Security company Palo Alto Networks announced Wednesday an agreement to buy Israeli identity security provider CyberArk for $25 billion in cash and stock. Palo Alto Chairman and CEO Nikesh Arora said on CNBC’s Squawk on the Street that the deal will strengthen his company's ability to prevent AI-based identity theft, noting that about 88% of ransomware attacks are driven by credential theft, and “identity is an unsolved problem.” Palo Alto viewed CyberArk as the “strongest player” in the space, he said.
Motorola Solutions announced Thursday it’s introducing “AI nutrition labels” to provide “clear, concise information” about how AI is used by safety and security technologies it offers customers. “The initiative is a first for public safety and enterprise security products, helping people understand a product’s core AI ‘ingredients,’ just as food nutrition labels were born from a desire to understand dietary intake,” the company said.

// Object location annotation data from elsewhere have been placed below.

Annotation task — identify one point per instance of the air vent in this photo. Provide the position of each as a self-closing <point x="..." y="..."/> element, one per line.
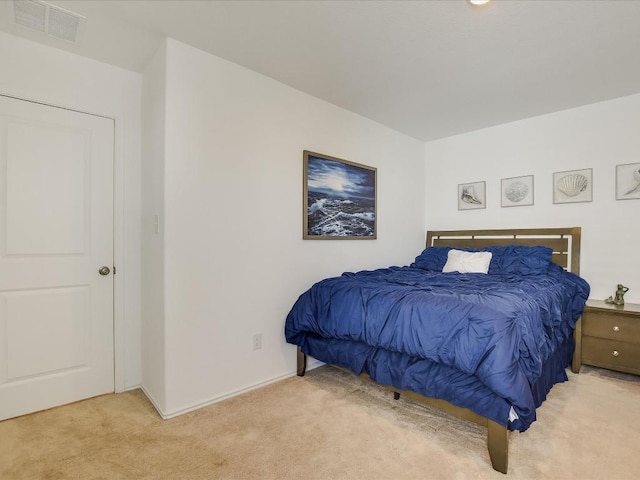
<point x="48" y="19"/>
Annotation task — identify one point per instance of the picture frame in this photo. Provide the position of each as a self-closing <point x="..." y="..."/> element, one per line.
<point x="517" y="191"/>
<point x="628" y="181"/>
<point x="339" y="199"/>
<point x="573" y="186"/>
<point x="472" y="195"/>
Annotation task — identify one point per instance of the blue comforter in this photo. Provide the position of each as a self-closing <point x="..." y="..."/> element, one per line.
<point x="478" y="341"/>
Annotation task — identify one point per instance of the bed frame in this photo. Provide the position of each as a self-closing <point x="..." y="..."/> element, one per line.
<point x="565" y="243"/>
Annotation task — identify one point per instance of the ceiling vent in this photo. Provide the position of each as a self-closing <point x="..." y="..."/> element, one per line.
<point x="48" y="19"/>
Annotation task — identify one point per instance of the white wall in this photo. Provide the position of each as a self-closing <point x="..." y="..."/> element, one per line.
<point x="598" y="136"/>
<point x="153" y="135"/>
<point x="234" y="258"/>
<point x="36" y="72"/>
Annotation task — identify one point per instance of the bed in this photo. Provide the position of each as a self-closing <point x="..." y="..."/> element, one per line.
<point x="484" y="345"/>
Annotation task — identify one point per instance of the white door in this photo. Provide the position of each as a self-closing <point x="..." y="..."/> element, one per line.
<point x="56" y="232"/>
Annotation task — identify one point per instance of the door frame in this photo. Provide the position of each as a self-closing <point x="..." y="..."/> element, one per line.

More than half of respondents (53%) in a new survey believe AI workloads will place the largest demand on data center interconnect (DCI) infrastructure over the next two to three years, Ciena said Monday. Cloud computing and big data analytics were seen as the next largest drivers of demand. To meet the surge in AI demand, “43% of new data center facilities are expected to be dedicated to AI workloads,” Ciena said. “AI workloads are reshaping the entire data center landscape, from infrastructure builds to bandwidth demand," said Jurgen Hatheier, Ciena's international chief technology officer. "Historically, network traffic has grown at a rate of 20-30% per year. AI is set to accelerate this growth significantly, meaning operators are rethinking their architectures and planning for how they can meet this demand sustainably."
The Bureau of Industry and Security's upcoming export controls on advanced AI semiconductors will introduce hurdles that could push U.S. allies closer to China, a technology think tank and a semiconductor industry group said this week. Both the Information Technology and Innovation Foundation and the Semiconductor Industry Association urged President Joe Biden's administration to reverse course. ITIF said it should “immediately” rethink the "overdesigned, yet underinformed" restrictions, which are expected to be published as an interim final rule before Biden leaves office. SIA, "deeply concerned by the unprecedented scope and complexity" of the potential regulation, asked the government to instead issue the restrictions as a proposed rule -- which would allow for industry feedback and possible revisions without a set effective date -- or allow the new Trump administration to decide how to move forward.
Generative AI registered significant advances in 2024, with real-world applications, Nvidia Chief Scientist Bill Dally said in a year-end blog post. AI can generate “not just images and text, but 3D models, music and sounds,” he wrote. Developers also have better control, meaning realistic human motion and the ability “to generate sequences of images with consistent subjects.” The use of generative AI “has resulted in high-resolution weather forecasts that are more accurate than conventional numerical weather models,” Dally said: “AI models have given us the ability to accurately predict how blood glucose levels respond to different foods. Embodied generative AI is being used to develop autonomous vehicles and robots.”